Later that day, when Khawf appeared and told me his name, it took a bit for me to realize I was the only one seeing him. At first I thought the drugs were giving me visions—that he would disappear when the morphine did. But he stayed by my side, whispering horrible things while I cried for Mama. Even when the pain subsided, and my ribs healed, and my hands scarred, he didn’t leave. And once that conviction settled in, panic followed soon after.
He was a hallucination who had come to stay. One who, every night for the past seven months, has cruelly plucked on my fears, breathing life into them.
There is no other explanation. Boiling him down to scientific facts is the only way I’m able to face him.
“Whatever makes you feel better.” He smiles wickedly.
I rub the scar at the back of my head, feeling the callous ridges against my fingers. “Daisies,” I whisper. “Daisies, daisies.”
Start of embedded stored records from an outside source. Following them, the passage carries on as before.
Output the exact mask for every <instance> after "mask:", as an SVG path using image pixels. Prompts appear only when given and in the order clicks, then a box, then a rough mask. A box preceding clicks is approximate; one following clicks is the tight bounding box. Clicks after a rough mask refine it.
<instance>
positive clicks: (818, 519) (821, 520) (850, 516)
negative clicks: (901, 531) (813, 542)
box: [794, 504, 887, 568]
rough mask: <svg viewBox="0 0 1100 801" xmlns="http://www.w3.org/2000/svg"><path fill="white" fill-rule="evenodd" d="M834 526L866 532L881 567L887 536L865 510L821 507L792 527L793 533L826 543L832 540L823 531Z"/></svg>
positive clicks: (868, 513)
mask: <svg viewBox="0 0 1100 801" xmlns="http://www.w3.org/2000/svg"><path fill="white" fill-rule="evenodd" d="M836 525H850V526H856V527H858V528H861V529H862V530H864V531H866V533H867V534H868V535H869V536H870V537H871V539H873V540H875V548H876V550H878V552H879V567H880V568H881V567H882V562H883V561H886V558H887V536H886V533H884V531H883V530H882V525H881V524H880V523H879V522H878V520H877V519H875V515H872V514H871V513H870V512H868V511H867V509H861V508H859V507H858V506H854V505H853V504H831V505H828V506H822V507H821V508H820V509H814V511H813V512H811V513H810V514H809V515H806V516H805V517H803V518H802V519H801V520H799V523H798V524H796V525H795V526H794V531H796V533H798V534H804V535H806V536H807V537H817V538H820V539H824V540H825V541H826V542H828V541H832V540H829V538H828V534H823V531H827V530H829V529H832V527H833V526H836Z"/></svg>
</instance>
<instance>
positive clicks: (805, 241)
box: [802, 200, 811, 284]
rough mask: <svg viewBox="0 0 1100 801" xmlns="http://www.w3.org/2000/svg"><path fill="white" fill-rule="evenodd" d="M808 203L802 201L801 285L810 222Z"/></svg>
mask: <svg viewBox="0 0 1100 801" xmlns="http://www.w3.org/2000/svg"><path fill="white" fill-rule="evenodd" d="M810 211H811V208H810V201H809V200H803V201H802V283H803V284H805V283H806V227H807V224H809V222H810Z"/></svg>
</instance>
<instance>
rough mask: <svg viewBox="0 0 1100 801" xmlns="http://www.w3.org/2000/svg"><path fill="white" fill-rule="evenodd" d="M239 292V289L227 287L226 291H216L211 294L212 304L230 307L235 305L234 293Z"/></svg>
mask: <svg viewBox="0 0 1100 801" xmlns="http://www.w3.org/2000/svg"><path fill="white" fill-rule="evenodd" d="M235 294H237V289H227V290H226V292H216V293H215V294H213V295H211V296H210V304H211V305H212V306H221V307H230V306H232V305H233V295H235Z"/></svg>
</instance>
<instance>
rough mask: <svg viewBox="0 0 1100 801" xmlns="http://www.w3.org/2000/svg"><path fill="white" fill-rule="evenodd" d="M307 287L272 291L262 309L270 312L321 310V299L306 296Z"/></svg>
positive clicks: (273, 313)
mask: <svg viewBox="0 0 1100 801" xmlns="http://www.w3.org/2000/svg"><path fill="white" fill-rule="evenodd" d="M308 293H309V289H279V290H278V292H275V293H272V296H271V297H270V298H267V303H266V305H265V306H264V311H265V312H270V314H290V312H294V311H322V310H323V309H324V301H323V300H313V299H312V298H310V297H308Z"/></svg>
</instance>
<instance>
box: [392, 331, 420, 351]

Khawf brushes his hair out of his eyes and takes a pack of cigarettes out of his breast pocket. The carton is red, always the same shade as the spots on his shoulders. He plucks one long tube and presses it between his lips before lighting it. The nub blazes, eating away at the edges, and he takes a long drag.
“I want to know why you didn’t talk to Am,” he says. “Didn’t you promise yesterday you would? Like you’ve been promising me every night?” His voice is low, but there’s no mistaking the threat poisoning each word.
That’s how it started with him: a snide remark here and there, nudging my thoughts toward leaving Syria, until one day he decided I should ask Am for a boat. And he hasn’t stopped demanding I do so. Sometimes I wonder how my brain could conjure someone like him.
A drop of cold sweat trickles down my neck. “Yes,” I manage to answer.